Henry Eyring was a world-renowned chemist. He served for over 20 years on the General Sunday School Board. Dr. Eyring had many lively, and cordial, disagreements with Joseph Fielding Smith about the age of the earth. (See: “Henry Eyring (Chemist)” Wikipedia)

“In my judgment, anyone who denies the orderly depositation of sediments with their built-in radioactive clocks places himself in a scientifically untenable proposition.  Actually, the antiquity of the earth was no problem for two of our greatest Latter-day Saint leaders and scientists.  John A. Widtsoe and James E. Talmage.”  (Reflections of a Scientist, p. 57)
God has told us that the scriptures are incomplete.  We are promised that we will receive more when we have mastered the lessons of what we have…. [D&C 101:32-34]
Of course, the scriptures do treat incidentally scientific, historical, and other nonreligious questions.  In these areas, they should be supplemented by all relevant information.  Viewed in this light, most problems disappear
I am obliged, as a Latter-day Saint, to believe whatever is true, regardless of the source.  Questions involving the age of the earth … may seem to us to be interesting and important.  However, I doubt that God thinks they matter enough to have provided definitive explanations in our current scriptures.  They will all receive adequate answers in due course. 
Whatever the ultimate answers are, the gospel will remain, and new questions will take the place of those we solve.  For me, the truth of the gospel does not hinge on such questions, interesting as they are.” (Reflections of a Scientist, p 51-52)
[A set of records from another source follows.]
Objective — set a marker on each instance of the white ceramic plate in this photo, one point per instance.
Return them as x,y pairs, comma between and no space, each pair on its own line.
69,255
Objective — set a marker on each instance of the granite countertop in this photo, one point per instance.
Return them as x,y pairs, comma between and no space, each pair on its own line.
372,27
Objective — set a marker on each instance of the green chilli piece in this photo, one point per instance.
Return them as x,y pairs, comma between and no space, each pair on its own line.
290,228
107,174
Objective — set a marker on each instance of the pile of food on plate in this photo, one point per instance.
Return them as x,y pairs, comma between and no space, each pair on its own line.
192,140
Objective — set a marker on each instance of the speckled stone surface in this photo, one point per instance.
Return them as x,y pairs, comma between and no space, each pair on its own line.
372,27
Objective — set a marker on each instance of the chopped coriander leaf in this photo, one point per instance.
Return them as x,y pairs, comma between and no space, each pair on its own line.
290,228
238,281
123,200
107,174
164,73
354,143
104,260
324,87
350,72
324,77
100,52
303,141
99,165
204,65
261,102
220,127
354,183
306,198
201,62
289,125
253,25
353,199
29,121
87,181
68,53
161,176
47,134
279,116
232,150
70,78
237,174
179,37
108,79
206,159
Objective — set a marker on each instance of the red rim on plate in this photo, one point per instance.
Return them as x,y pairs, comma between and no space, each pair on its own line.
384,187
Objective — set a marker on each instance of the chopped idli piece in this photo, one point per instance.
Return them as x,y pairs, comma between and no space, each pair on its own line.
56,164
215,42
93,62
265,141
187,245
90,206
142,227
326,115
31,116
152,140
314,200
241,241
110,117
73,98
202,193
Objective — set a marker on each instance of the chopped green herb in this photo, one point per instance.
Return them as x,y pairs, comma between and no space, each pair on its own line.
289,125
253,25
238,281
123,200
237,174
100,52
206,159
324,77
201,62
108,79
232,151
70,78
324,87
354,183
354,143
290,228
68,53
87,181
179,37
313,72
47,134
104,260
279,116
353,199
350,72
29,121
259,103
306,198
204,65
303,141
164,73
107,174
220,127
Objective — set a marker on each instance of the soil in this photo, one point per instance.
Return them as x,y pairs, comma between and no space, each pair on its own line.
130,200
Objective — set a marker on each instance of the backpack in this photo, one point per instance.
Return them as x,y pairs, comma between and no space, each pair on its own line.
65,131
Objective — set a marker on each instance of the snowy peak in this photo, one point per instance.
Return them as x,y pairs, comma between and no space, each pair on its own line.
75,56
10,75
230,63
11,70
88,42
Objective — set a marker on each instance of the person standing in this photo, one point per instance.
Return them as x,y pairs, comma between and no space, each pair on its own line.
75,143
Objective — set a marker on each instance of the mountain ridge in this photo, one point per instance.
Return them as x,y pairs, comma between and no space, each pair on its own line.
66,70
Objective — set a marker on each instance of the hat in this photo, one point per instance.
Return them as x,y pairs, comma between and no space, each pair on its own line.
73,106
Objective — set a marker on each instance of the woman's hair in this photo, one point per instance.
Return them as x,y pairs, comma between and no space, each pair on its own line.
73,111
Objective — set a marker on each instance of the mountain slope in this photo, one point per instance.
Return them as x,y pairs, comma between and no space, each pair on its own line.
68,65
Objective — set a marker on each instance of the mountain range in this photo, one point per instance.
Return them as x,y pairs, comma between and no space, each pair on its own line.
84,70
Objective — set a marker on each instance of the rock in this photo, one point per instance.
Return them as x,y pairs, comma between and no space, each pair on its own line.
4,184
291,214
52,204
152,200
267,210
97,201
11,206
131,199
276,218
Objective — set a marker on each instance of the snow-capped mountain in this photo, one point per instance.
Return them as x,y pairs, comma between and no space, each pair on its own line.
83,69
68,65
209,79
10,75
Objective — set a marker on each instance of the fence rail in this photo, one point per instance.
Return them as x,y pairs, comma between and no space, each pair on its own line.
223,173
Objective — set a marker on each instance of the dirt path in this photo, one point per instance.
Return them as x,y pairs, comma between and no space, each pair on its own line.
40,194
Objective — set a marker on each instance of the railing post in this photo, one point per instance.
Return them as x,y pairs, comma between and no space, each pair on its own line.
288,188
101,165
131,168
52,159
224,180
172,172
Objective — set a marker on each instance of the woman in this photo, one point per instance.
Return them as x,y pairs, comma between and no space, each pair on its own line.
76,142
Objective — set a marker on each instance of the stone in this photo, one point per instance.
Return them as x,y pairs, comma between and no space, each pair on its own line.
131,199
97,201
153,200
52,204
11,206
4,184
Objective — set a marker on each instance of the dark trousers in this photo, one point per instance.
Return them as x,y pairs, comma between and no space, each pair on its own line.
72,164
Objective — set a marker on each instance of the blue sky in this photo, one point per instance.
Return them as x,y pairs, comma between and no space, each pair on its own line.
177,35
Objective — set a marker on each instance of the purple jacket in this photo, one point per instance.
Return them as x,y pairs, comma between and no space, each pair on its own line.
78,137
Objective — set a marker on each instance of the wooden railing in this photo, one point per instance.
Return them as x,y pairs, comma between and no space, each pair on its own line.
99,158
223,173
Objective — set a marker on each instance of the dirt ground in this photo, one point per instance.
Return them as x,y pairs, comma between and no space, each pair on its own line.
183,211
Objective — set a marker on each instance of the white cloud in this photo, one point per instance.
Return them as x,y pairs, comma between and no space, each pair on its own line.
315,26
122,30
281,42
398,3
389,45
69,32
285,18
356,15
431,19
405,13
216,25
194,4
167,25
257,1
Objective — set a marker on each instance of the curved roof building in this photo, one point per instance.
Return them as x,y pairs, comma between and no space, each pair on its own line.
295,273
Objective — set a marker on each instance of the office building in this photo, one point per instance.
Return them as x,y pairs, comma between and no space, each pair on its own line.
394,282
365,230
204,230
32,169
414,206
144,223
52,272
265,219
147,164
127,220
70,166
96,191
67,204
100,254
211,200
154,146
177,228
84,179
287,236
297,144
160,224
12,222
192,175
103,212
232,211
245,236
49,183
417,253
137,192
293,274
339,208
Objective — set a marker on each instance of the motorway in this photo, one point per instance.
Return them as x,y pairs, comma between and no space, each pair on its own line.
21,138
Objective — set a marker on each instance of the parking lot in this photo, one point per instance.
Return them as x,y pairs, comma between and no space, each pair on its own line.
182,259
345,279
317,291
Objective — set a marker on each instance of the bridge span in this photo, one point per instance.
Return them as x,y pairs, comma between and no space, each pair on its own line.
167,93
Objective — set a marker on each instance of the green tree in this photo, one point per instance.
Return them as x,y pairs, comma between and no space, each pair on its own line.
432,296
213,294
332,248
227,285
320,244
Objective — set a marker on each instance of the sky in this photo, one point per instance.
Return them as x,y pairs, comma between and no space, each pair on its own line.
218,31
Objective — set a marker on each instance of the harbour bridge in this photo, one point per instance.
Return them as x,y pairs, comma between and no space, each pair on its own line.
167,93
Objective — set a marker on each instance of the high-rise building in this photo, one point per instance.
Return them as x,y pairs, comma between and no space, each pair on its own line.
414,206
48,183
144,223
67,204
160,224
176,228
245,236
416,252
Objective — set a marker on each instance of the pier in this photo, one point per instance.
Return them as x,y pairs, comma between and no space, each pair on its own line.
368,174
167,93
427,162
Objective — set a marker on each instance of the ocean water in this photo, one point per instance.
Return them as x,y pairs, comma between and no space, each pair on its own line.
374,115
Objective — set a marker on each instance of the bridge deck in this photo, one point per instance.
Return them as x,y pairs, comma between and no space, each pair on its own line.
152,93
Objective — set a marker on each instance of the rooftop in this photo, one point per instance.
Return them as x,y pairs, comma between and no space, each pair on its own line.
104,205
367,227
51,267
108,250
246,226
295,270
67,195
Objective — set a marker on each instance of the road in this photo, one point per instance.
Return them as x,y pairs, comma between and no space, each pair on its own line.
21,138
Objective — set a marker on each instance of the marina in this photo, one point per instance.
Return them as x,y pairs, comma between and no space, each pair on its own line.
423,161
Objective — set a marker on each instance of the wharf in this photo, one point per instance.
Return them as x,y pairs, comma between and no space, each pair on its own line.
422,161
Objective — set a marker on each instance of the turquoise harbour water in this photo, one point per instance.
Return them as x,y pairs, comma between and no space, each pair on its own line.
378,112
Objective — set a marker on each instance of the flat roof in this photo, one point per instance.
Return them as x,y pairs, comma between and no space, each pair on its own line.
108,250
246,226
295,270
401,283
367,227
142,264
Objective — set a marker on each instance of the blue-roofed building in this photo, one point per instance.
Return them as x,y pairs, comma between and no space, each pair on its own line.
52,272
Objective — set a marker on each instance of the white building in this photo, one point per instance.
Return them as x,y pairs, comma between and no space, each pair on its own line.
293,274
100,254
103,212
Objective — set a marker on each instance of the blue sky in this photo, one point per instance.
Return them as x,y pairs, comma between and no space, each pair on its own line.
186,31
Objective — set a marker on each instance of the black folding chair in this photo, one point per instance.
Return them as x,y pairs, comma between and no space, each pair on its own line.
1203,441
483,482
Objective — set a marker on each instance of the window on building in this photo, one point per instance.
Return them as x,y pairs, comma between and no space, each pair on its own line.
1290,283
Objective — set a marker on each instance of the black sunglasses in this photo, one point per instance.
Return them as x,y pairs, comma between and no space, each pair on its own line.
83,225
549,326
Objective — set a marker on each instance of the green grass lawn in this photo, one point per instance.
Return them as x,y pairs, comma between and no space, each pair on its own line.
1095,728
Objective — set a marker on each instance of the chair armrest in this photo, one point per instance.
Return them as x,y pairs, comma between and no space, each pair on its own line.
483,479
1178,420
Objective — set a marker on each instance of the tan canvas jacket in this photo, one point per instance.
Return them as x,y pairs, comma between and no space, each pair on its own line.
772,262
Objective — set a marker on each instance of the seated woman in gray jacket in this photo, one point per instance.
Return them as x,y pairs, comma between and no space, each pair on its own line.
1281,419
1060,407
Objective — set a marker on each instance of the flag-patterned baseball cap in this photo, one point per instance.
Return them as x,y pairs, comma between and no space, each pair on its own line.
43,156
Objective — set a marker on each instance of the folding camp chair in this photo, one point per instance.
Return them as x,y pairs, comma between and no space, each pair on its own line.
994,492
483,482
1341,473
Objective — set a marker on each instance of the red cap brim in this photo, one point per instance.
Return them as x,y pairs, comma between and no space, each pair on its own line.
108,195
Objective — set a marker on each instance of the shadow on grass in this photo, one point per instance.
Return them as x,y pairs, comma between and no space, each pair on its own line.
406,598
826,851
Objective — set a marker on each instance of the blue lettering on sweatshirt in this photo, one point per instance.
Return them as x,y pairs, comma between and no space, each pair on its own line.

The Lord Has Yet to Reveal How and When the Earth was Created

  “Yea, verily I say unto you, in that day when the Lord shall come, he shall reveal all things–things which have passed, and hidden things which no man knew, things of the earth, by which it was made, and the purpose and the end thereof–things most precious, things that are above, and things that are beneath, things that are in the earth, and upon the earth, and in heaven.”(D&C 101:32-34)

Dean Jeffrey R. Holland’s Counsel

After my mission, I attended a “BYU Education Week,” at the Anaheim California Stake Center. I went to a small class by Jeffrey R. Holland, Dean of Religious Studies at BYU.

Someone asked Dean Holland about the controversy at BYU between the religion professors and the science professors over the age of the earth. Dean Holland’s response was masterful.

He asked us to turn to the creation story in Genesis.  He pointed out that are two predominant words in the text that reveal the theme, or intent, of the author.  Those words were “God” and “good.”  He said the creation account was not a scientific analysis, but a religious and literary accountThe theme was clear. God created the earth.  The creation was good.  Period.

Bottom Line

“The scriptures do not say how old the earth is, and the Church has taken no official stand on this question. Nor does the Church consider it to be an issue for salvation.” (Encyclopedia of Mormonism, “Age of Earth,”)

We are entitled to our own opinions as to the age of the earth. But we must not teach our personal opinions as the official position of the Church.